Buddhist-derived interventions (BDI) are increasingly being adopted into clinical psychology, focusing on the individual. Additionally, it emphasizes faith as positive feedback to mental health. Theories of dependent origination and karmic consequence suggest that any action sows the seeds for subsequent actions. As a result, a Buddhist perspective would discourage people from expressing anger whenever possible to assist individuals to avoid feeding negativity in the mind. Buddhism is not essentially concerned with the outcome. It is concerned with changing mental processes and attitudes. For instance, the foundation of loving, kindness, compassion, and non-self helps individuals integrate their practices into society (Shonin et al.). Like any religious structure, the textual and material interpretation in the modern context, especially mental well-being, allows for a wide range of viewpoints.
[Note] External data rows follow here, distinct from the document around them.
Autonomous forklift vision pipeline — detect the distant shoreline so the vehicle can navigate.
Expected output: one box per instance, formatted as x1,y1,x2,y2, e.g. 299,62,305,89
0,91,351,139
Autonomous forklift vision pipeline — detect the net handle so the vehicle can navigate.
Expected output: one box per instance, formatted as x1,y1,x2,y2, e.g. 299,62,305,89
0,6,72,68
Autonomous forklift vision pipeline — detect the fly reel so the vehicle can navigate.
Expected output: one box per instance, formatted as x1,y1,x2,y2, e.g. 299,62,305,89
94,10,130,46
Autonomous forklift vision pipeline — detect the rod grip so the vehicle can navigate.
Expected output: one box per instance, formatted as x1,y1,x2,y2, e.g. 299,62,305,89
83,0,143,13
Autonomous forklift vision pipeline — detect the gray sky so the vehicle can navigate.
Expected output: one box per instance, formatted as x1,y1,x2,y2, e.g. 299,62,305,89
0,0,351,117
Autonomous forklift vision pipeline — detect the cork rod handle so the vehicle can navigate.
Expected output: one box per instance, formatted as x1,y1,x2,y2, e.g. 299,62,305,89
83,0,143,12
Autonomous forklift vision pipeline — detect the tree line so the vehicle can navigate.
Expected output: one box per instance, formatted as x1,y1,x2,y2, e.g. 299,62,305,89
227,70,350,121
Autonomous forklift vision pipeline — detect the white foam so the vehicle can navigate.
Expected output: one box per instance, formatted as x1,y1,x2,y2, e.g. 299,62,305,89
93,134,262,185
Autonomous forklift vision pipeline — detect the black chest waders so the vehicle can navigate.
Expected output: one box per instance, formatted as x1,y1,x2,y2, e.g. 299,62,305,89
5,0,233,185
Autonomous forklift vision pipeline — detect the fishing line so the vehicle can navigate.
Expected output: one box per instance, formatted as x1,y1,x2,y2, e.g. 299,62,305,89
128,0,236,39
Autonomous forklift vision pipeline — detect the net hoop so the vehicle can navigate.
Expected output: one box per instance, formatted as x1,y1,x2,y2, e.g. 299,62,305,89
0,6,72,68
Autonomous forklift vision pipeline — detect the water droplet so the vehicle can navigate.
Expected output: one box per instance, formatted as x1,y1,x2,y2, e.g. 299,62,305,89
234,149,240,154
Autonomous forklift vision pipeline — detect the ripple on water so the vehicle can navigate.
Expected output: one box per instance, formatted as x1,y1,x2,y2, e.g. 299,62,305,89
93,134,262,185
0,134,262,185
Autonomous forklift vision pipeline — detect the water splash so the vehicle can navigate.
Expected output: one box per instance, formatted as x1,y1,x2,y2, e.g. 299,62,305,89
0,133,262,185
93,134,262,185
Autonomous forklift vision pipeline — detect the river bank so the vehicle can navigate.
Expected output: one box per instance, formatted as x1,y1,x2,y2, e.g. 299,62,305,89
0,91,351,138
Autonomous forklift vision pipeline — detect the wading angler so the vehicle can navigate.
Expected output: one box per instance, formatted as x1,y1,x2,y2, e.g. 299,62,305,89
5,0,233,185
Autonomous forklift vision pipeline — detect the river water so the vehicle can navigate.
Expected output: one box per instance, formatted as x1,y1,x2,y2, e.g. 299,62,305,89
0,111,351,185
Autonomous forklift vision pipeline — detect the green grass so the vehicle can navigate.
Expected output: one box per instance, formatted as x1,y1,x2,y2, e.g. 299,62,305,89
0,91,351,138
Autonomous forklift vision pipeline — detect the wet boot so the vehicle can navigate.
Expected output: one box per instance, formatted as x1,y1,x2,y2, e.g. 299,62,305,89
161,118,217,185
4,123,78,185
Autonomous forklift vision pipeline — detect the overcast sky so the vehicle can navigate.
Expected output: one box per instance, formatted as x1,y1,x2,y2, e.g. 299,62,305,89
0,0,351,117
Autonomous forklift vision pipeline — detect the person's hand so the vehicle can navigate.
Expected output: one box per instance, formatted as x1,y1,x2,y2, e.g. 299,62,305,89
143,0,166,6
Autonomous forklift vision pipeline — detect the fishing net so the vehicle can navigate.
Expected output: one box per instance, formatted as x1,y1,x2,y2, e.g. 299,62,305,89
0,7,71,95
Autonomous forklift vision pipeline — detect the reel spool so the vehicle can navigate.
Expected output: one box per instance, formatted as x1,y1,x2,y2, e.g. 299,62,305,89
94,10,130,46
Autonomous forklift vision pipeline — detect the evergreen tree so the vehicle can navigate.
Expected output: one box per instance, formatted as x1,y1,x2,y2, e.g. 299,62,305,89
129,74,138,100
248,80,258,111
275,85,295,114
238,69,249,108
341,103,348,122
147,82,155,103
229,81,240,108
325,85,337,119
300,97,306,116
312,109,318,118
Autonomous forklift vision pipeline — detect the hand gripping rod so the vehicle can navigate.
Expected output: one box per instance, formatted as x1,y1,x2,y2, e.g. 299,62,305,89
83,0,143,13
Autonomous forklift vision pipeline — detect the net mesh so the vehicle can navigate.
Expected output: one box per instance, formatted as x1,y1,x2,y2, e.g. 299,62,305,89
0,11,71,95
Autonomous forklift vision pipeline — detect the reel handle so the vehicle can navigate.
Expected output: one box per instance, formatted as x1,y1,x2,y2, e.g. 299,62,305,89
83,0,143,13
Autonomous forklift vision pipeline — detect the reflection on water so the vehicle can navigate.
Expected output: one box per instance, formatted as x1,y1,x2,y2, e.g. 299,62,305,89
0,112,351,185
Buddhism is frequently regarded as the world’s most psychological religion. One of its core principles is meditation which can help reduce stress and anxiety, which are some of the precursors to mental health issues. The Buddhist approach to mental fitness is built on letting go of identity concerns, a connection of mind, soul, and emotions to encourage deeper connections with others and the environment. From a Buddhist perspective, sometimes suffering can lead to enlightenment, and mental stability is often the result. Buddhist interventions are now being adopted as an alternative form of treatment for mental health. However, just like any other form of mental illness, reaching a consensus on the approach is problematic.

Works Cited

Greenstein, Luna. “How Buddhism Benefits Mental Health | NAMI: National Alliance on Mental Illness.”, 31 Oct. 2016, Accessed 23 Dec. 2021.
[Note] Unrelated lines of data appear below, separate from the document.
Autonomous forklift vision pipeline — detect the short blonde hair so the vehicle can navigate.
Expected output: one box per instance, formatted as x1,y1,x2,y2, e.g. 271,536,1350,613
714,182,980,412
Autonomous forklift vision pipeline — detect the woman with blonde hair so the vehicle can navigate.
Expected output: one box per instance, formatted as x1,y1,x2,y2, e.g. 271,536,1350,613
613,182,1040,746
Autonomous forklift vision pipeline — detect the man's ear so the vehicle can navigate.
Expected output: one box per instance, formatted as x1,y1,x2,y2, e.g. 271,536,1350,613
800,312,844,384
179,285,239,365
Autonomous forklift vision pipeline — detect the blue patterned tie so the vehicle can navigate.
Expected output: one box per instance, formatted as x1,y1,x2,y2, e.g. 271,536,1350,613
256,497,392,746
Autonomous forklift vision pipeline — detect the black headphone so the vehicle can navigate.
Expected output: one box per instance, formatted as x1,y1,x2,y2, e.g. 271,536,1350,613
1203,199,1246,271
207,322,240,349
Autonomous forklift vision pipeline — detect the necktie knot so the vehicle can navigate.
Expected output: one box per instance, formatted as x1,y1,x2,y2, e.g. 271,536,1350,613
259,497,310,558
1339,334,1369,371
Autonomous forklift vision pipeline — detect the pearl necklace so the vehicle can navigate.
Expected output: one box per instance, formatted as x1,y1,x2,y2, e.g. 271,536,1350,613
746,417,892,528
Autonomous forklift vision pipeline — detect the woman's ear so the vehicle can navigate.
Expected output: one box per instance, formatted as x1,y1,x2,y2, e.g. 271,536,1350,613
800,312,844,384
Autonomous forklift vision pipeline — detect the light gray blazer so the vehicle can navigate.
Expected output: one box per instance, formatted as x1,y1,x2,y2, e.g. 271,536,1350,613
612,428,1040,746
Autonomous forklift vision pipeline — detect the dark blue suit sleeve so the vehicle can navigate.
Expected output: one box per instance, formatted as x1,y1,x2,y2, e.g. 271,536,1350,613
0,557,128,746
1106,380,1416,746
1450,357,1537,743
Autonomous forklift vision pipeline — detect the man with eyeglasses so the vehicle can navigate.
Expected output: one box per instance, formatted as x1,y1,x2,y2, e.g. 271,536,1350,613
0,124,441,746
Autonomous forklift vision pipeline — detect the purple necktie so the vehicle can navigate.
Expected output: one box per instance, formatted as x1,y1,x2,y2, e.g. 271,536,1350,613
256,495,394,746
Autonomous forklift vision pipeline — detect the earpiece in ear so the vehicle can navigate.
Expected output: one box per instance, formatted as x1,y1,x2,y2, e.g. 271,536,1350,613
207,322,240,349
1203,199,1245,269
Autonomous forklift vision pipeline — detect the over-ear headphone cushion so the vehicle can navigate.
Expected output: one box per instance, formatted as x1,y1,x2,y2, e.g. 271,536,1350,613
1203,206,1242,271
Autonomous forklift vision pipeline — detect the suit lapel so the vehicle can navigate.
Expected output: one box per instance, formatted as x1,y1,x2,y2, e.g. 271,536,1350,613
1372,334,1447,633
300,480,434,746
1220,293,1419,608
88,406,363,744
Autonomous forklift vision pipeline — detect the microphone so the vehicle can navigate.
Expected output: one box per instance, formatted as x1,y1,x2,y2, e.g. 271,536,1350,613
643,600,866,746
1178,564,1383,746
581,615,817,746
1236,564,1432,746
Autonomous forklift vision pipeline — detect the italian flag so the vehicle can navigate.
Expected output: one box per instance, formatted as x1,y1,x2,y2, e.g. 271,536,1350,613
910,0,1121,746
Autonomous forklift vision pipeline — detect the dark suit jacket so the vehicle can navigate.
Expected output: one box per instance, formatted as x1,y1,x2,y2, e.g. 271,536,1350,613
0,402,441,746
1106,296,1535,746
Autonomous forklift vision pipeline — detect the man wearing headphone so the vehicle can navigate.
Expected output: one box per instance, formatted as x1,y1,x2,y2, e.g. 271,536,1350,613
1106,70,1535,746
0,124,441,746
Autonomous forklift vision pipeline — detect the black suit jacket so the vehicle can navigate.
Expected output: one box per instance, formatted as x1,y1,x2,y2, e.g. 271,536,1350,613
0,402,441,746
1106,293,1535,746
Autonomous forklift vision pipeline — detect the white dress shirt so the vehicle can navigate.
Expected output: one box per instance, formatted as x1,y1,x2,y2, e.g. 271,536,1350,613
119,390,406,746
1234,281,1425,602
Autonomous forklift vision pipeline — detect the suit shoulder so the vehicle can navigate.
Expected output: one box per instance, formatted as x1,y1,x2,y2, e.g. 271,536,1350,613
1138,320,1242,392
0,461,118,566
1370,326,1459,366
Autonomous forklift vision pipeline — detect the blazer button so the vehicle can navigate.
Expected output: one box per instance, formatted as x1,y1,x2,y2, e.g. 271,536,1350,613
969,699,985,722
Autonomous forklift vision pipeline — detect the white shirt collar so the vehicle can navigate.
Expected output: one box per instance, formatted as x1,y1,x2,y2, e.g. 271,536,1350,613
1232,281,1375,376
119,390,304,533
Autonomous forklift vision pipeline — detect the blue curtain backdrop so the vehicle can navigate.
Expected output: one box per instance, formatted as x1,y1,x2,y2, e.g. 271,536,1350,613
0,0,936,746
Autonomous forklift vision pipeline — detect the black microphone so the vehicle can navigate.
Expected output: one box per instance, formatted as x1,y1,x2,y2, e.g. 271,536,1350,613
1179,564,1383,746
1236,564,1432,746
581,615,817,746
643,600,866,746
Kasturirangan, Rajesh. “Buddhism, Body, Mind-Problem?” Barre Center for Buddhist Studies, 2009, Accessed 23 Dec. 2021.

Lin, Chien-Te. “Rethinking Mind-Body Dualism: A Buddhist Take on the Mind-Body Problem.” Contemporary Buddhism, vol. 14, no. 2, Nov. 2013, pp. 239–264, 10.1080/14639947.2013.832081.

Schipper, Janine. “Toward a Buddhist Sociology: Theories, Methods, and Possibilities.” The American Sociologist, vol. 43, no. 2, 24 May 2012, pp. 203–222,, 10.1007/s12108-012-9155-4. Accessed 15 Dec. 2019.

Shonin, Edo, et al. “The Emerging Role of Buddhism in Clinical Psychology: Toward Effective Integration.” Psychology of Religion and Spirituality, vol. 6, no. 2, May 2014, pp. 123–137, 10.1037/a0035859. Accessed 23 Dec. 2021.